Old Partheny had come up just at the time she pleased — the time for Dabney to be putting on her wedding dress and be ready to stamp her foot at the way it looked — and now appeared at the head of the back stairs clothed from top to bottom in purple. She went straight and speaking to nobody to Dabney’s closed door and flung it open. “Git yourself here to me, child. Who dressin’ you? Git out, Nothin’ , and Roxie, Shelley, and Aunt Primrose all came backing out. The door slammed.
Downstairs, with all the boys in white suits gallantly running about, the family, gathering in the parlor around Ellen and Battle, greeted the arriving families of the wedding party and too early arrivers for the reception from the more distant plantations. Aunt Mac and Aunt Shannon came in on Orrin’s arm, one at a time. Aunt Mac wore her corsage of red roses and ferns on the shoulder opposite the side with her watch, so she could keep up with things. Aunt Shannon proceeded uncertainly and yet with pride, her little feet in their comfort slippers planted wide apart, as a year-old child walks, her hot little hand digging into Orrin’s arm. White sweet-peas were what Aunt Shannon wore, and she liked them.
“It’s time we were sitting down, now, as many as can,” said Ellen, and all at once sank, herself, into one of the straight chairs before the altar.

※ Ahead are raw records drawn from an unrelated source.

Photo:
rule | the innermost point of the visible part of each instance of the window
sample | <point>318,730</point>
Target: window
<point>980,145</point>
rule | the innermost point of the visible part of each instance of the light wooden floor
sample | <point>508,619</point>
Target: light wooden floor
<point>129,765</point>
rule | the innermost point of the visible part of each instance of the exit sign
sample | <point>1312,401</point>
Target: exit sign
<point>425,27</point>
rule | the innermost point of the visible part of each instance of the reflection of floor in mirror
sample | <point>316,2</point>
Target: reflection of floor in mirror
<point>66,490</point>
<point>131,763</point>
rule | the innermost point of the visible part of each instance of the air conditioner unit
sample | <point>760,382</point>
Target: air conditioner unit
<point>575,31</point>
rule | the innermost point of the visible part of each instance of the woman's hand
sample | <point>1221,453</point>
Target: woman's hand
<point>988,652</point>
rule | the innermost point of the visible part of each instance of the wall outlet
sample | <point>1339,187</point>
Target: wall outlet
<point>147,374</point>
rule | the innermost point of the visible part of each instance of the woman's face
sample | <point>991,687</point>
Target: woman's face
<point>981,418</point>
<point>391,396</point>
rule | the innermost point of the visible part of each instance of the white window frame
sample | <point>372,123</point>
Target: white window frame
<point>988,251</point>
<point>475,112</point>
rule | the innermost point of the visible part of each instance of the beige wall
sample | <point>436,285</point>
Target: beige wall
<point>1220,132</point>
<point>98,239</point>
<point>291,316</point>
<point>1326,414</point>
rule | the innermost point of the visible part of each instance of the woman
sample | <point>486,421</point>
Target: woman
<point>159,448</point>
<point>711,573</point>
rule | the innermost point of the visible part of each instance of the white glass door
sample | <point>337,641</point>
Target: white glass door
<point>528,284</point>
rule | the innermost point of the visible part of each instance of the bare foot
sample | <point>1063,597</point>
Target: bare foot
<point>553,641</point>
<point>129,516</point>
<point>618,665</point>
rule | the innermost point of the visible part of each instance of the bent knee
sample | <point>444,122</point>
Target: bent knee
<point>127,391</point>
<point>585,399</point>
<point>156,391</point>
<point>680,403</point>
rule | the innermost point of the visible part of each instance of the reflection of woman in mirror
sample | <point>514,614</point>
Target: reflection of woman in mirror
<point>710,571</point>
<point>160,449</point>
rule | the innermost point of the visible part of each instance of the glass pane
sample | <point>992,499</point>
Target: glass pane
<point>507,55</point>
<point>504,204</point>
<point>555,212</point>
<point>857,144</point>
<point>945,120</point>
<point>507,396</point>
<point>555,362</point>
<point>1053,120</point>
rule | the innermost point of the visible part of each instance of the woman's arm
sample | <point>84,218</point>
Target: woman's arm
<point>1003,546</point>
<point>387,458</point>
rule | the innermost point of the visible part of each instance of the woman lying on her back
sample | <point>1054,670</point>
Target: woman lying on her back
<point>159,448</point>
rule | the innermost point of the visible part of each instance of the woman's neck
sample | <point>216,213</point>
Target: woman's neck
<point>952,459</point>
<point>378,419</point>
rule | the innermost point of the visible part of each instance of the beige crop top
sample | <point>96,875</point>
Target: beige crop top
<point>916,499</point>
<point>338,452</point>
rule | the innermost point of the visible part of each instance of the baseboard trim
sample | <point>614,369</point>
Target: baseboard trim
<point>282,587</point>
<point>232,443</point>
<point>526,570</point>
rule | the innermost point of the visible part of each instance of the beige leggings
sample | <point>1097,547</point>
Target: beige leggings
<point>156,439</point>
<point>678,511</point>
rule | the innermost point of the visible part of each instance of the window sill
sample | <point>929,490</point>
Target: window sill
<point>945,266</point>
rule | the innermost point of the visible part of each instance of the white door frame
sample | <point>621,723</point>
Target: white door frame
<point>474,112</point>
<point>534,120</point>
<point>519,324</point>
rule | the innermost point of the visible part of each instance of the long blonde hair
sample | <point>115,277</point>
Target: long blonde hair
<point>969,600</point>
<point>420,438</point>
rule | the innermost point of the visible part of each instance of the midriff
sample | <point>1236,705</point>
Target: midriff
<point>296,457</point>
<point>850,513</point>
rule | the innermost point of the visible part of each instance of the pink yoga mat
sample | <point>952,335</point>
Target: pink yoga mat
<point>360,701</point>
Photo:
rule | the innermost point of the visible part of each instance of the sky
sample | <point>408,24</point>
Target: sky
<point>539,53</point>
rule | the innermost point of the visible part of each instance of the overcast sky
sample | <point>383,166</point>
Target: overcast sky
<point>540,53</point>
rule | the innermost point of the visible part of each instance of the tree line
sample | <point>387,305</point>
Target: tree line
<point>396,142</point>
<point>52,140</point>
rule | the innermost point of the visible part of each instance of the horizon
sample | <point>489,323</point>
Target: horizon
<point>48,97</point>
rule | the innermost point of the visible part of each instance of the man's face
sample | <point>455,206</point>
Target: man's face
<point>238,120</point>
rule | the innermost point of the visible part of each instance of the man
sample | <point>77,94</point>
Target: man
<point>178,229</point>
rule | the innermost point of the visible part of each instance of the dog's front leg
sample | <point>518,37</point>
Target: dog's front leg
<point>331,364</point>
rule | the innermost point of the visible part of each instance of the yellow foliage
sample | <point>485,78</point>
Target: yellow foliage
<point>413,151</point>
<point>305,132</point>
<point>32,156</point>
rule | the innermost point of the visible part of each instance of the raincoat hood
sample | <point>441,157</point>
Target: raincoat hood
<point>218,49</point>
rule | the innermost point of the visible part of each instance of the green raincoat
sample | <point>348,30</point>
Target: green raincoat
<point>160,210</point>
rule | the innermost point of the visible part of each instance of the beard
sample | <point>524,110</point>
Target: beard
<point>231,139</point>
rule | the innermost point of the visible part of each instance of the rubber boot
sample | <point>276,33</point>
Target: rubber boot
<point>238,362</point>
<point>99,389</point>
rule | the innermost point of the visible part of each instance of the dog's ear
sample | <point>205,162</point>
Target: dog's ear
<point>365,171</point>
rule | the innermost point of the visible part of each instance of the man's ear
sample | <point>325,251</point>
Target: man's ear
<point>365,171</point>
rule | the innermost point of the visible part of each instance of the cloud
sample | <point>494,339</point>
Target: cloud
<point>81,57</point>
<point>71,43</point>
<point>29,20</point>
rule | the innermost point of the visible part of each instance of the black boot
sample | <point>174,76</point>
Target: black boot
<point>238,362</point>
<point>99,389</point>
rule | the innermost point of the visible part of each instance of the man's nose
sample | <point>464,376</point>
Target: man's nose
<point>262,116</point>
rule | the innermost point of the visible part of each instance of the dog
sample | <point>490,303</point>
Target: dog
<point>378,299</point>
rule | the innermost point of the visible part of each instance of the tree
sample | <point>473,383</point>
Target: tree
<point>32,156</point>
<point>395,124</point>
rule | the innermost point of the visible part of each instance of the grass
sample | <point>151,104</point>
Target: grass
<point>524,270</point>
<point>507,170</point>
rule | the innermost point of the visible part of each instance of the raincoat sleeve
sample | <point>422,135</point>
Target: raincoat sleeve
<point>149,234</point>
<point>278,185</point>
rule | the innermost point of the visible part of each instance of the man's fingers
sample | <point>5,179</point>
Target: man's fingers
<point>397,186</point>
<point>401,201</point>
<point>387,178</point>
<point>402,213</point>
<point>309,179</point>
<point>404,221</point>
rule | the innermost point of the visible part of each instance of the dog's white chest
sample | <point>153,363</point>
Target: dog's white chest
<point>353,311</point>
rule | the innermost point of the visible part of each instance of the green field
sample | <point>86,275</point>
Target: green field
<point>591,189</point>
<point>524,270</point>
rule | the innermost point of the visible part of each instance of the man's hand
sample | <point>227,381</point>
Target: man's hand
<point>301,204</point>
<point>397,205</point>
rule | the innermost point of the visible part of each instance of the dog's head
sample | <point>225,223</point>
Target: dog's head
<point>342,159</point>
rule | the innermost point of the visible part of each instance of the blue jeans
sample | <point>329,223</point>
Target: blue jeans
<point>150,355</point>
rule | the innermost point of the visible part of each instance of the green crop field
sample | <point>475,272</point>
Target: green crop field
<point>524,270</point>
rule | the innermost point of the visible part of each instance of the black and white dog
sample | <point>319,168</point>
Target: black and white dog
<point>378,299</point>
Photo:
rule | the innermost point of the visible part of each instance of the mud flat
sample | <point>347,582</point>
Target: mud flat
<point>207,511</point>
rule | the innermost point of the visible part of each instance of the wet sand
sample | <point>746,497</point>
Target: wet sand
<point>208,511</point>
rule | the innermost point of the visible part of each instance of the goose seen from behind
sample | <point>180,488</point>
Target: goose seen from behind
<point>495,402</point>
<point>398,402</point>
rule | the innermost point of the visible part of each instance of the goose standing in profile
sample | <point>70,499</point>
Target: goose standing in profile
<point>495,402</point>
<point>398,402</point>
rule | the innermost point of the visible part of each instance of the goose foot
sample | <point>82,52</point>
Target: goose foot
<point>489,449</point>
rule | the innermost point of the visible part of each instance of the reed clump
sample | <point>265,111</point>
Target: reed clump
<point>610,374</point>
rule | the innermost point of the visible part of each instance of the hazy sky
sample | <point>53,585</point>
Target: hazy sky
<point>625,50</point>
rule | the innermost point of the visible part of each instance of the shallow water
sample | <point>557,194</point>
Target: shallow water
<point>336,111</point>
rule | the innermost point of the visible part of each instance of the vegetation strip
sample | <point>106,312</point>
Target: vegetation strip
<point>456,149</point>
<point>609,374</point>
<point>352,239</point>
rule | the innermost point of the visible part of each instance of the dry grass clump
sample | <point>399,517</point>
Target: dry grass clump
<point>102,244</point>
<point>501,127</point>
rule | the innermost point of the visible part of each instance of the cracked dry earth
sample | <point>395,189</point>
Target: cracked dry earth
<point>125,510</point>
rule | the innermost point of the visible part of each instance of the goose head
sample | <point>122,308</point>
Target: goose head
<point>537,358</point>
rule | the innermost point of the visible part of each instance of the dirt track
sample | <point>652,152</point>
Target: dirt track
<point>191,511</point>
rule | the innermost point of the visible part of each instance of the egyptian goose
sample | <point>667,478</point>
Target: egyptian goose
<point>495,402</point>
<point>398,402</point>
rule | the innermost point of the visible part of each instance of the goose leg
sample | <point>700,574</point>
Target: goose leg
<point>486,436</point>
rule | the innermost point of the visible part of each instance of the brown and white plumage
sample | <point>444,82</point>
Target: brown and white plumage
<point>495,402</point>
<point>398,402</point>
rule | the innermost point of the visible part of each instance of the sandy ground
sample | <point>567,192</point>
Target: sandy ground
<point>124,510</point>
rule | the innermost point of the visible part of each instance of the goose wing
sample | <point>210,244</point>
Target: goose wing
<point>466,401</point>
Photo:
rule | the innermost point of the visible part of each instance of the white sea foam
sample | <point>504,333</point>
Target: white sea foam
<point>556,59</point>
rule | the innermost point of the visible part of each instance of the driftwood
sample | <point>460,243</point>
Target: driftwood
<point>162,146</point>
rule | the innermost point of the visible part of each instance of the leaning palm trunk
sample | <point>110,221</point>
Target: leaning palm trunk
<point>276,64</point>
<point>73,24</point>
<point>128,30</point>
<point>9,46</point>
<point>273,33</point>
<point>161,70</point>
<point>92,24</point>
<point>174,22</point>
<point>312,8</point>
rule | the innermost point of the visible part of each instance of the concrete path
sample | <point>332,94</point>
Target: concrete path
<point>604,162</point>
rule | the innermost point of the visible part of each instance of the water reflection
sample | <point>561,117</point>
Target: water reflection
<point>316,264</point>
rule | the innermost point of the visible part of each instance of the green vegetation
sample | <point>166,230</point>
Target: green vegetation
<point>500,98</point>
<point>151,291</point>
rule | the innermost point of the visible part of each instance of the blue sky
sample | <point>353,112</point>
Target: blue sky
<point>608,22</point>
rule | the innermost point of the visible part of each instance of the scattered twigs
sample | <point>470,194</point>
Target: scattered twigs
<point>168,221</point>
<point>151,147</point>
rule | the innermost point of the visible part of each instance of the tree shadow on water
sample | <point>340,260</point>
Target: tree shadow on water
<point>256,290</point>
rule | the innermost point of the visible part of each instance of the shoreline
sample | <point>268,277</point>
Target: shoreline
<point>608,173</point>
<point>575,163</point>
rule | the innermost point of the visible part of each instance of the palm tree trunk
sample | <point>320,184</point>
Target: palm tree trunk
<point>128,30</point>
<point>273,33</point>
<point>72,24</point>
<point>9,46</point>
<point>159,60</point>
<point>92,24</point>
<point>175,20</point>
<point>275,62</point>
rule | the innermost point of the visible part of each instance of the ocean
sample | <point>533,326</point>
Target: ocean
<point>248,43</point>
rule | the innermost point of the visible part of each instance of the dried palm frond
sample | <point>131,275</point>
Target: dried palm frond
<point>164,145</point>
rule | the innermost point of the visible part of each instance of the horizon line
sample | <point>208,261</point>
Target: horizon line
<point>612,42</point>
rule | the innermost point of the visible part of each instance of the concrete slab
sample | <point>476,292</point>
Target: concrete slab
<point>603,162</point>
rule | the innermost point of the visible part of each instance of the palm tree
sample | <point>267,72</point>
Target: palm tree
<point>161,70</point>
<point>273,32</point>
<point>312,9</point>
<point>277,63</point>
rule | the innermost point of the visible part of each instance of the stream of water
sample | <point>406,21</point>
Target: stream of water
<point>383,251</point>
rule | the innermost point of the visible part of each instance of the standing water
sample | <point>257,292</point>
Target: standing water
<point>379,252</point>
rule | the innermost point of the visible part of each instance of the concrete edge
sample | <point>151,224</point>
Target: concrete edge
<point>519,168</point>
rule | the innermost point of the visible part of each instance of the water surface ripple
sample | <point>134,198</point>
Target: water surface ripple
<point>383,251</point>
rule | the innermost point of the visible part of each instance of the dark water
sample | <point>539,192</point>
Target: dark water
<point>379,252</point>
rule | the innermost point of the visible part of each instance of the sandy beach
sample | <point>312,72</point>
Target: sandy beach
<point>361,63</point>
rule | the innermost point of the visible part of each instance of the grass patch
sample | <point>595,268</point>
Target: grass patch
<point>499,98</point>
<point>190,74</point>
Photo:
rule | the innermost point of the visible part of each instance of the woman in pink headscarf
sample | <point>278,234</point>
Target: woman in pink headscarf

All the windows were full of black faces, but the family servants stood in a ring inside the parlor walls. Pinchy stole in, all in white, and she looked wild and subdued together now in that snowiness with her blue-black. Maureen went up to her and gave her a red rose from her basket, not being as a flower girl able to wait. Partheny stood at the front of all the Negroes, where the circle had its joining, making the circle a heart. Her head was high and purple, she was thistle-like there, and perhaps considered herself of all the Negroes the head and fount. Man-Son, Sylvanus, Juju, more than that were all in the hall, spellbound and shushing one another. Aunt Studney, wherever she was, was keeping out of sight.
Uncle Pinck, who was laughing at something, hushed suddenly. Mr. Rondo had taken his place, and music began. The groomsmen entered, and then people leaned backwards from the doorway, so that everybody could see what came down the stairs.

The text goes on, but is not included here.